Jan 28 (Reuters) - Raymond James Financial RJF.N reported a fall in first-quarter profit on Wednesday as weakness in its capital markets business outweighed growth in its asset management division.
The company said it generated lower mergers and acquisitions and advisory revenue, even as other investment banks benefited from a strong dealmaking pipeline in the reported quarter.
"While investment banking revenues were lower in the fiscal first quarter largely due to the timing of closings, the pipeline remains strong," Raymond James said in a statement.
Quarterly net revenue from capital markets fell 21% from the year earlier to $380 million.
Shares of the company, which have gained about 3.4% in 2025, were down marginally in trading after the bell.
Optimism around artificial intelligence-linked stocks and rate cuts from the U.S. Federal Reserve have fueled a record market rally, bringing in more fees for asset managers such as Raymond James.
A rallying stock market helps asset managers as higher stock prices lift assets under management, raking in more in fees without inflows.

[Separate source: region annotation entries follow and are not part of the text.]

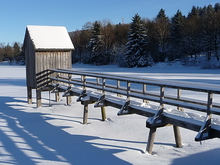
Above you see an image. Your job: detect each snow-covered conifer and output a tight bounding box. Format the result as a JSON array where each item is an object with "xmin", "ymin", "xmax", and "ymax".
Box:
[{"xmin": 124, "ymin": 14, "xmax": 152, "ymax": 67}]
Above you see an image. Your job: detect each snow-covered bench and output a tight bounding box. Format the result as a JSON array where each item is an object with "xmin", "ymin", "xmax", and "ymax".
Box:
[{"xmin": 38, "ymin": 69, "xmax": 220, "ymax": 153}]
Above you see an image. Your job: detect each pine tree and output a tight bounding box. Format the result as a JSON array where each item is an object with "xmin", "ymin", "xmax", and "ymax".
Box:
[
  {"xmin": 89, "ymin": 21, "xmax": 109, "ymax": 65},
  {"xmin": 171, "ymin": 10, "xmax": 185, "ymax": 59},
  {"xmin": 124, "ymin": 14, "xmax": 152, "ymax": 67}
]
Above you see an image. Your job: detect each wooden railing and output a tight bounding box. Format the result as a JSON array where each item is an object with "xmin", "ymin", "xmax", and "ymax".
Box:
[{"xmin": 38, "ymin": 69, "xmax": 220, "ymax": 153}]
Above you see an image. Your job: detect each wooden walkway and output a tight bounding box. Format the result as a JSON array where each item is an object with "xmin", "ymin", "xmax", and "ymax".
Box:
[{"xmin": 33, "ymin": 69, "xmax": 220, "ymax": 154}]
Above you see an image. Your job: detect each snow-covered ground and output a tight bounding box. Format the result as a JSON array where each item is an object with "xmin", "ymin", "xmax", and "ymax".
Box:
[{"xmin": 0, "ymin": 64, "xmax": 220, "ymax": 165}]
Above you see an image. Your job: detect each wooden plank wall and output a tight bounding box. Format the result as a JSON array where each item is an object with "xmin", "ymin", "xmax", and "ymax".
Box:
[
  {"xmin": 35, "ymin": 51, "xmax": 72, "ymax": 88},
  {"xmin": 25, "ymin": 32, "xmax": 36, "ymax": 88}
]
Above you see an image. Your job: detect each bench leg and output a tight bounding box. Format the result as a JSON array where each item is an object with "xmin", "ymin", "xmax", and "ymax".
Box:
[
  {"xmin": 173, "ymin": 125, "xmax": 182, "ymax": 148},
  {"xmin": 146, "ymin": 127, "xmax": 157, "ymax": 154},
  {"xmin": 101, "ymin": 107, "xmax": 106, "ymax": 121},
  {"xmin": 83, "ymin": 104, "xmax": 88, "ymax": 124}
]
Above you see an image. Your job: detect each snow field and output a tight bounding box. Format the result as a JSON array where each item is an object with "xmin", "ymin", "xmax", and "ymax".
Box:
[{"xmin": 0, "ymin": 64, "xmax": 220, "ymax": 165}]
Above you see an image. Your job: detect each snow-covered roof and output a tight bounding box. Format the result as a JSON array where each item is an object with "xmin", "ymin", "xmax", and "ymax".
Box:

Total non‑interest expenses rose 8% from a year earlier to $3.01 billion, driven by higher compensation costs.
The company's asset management revenue rose 11% to $326 million from the year-ago period.
Revenue from its private client group - the company's biggest source of revenue - rose 9% to $2.77 billion. The unit provides specialized financial services such as wealth management to high-net-worth individuals, families and businesses.
Profit in the quarter was $562 million, or $2.79 per share, compared with $599 million, or $2.86 per share, a year earlier.